Now we have everything we need to provide testinfra with a full connection string that allows it to automatically connect via SSH using the generated config file.
(
cd "${DIR}/hetzner"
terraform init -upgrade
terraform apply -auto-approve
)
while [[ "$(ssh -F "${DIR}/hetzner/ssh/ssh_config" root@infrastructure-testing-testinfra whoami)" != "root" ]]; do
echo "waiting for ssh"
sleep 2
done
The while-wait-loop ensures that the SSH server is ready to accept connections using the pre-generated SSH keys, because the SSH host key provisioning may take some time.
At this point we are almost ready to run our testinfra tests the way we do in Docker or Kubernetes.
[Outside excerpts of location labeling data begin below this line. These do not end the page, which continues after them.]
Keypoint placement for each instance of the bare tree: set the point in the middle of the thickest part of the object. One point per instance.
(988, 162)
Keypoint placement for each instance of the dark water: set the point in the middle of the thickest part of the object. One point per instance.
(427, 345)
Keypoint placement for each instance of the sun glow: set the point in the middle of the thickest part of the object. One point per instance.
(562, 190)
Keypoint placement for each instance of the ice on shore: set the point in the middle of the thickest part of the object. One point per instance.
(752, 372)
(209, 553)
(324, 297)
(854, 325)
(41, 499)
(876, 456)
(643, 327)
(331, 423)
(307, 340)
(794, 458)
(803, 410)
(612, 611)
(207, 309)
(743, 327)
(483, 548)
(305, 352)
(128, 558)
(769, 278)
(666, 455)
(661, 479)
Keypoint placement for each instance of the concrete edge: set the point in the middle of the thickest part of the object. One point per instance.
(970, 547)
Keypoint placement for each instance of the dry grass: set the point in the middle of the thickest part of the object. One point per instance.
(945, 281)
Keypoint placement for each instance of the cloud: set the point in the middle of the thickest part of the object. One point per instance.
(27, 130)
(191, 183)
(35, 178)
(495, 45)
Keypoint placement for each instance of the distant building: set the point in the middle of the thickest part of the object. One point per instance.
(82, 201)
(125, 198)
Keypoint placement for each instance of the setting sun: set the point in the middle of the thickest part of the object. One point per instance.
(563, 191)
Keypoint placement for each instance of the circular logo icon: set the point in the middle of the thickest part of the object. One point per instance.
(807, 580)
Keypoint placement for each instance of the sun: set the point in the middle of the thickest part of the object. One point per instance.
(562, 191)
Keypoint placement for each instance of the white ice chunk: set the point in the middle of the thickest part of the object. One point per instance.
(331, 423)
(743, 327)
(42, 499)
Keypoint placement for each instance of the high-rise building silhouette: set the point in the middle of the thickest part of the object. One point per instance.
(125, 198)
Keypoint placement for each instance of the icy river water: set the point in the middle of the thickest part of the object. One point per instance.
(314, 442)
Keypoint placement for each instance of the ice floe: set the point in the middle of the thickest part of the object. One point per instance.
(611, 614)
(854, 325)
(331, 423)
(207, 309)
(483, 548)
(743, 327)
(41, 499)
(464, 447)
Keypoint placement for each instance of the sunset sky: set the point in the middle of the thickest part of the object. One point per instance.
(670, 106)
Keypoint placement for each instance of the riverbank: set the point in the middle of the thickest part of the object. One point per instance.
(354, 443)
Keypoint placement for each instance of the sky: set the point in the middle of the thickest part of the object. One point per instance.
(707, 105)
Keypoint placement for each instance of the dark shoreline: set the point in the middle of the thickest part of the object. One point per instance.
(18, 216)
Do keep in mind though, that if we want to test anything that is a result of the user-data execution, we need to wait until cloud-init is finished executing the user data part.
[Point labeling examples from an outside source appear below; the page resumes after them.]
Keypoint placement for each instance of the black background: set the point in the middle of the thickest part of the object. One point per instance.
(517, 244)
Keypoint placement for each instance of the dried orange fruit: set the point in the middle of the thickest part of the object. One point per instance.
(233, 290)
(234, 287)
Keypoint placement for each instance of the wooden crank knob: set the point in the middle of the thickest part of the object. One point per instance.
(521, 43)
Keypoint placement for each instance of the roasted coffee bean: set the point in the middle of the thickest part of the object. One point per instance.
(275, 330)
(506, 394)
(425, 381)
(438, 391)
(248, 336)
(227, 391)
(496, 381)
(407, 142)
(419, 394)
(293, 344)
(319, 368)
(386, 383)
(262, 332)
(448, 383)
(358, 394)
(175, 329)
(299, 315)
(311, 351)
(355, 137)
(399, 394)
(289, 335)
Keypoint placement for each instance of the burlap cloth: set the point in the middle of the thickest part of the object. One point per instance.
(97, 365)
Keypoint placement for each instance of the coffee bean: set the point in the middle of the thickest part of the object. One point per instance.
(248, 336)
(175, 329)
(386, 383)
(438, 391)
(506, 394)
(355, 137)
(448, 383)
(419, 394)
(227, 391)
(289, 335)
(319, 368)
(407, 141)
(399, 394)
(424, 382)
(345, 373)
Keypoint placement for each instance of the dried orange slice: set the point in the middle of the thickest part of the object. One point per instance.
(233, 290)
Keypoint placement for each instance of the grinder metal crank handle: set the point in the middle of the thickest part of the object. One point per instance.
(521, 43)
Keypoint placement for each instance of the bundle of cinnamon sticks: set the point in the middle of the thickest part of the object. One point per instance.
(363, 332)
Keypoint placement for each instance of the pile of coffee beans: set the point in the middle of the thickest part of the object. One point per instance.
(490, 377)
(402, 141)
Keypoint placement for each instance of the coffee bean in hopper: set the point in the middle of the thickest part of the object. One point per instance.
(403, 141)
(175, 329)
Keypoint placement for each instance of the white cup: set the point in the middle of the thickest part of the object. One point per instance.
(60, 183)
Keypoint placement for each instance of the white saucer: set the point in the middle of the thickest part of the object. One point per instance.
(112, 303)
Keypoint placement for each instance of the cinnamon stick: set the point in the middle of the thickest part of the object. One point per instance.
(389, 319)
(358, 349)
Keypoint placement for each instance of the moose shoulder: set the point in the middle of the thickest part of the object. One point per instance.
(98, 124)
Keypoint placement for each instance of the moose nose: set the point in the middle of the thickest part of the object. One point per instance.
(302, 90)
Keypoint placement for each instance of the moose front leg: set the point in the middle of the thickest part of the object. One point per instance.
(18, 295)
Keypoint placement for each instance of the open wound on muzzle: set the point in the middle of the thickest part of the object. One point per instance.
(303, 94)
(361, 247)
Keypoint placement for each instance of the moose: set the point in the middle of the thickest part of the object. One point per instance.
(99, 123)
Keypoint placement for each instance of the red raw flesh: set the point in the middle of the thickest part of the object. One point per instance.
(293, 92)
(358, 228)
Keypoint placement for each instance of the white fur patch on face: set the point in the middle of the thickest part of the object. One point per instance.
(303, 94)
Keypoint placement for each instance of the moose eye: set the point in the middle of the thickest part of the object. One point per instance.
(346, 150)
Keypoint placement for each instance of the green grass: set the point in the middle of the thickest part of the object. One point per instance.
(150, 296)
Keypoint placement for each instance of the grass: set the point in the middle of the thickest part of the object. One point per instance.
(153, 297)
We can achieve this by adding a global wait to the pytest module which will wait for the cloud-init result file, and only continue once it exists without any errors.
def wait_until(predicate, timeout, period=2, *args, **kwargs):
end = time.time() + timeout
while time.time() < end:
if predicate(*args, **kwargs):
return True
time.sleep(period)
return False
def host_is_initialized(host):
result_file = host.file("/run/cloud-init/result.json")
return result_file.exists
@pytest.fixture(scope="module", autouse=True)
def wait_for_host_is_initialized(host):
wait_until(lambda: host_is_initialized(host), 60)
result = json.loads(host.file("/run/cloud-init/result.json").content)
assert len(result['v1']['errors']) == 0, f"cloud init finished with errors '{result['v1']['errors']}'"
def test_hetzner_caddy_runs_as_non_root_user(host):
caddy = host.process.get(comm="caddy")
assert caddy.user == 'caddy'
Closing thoughts
While testinfra-based integration tests are a very good way to assert important details on distinct infrastructure components, in my opinion its main purpose is to speed up the feedback cycle during development, and to make sure we have no regressions on issues that can be tested on component level. It also helps to assert that the interface, which in this case means settings or certain behaviours, is implemented correctly to other components. In the scope of the whole system, still only a full integration-test can make sure that all components work together like they should.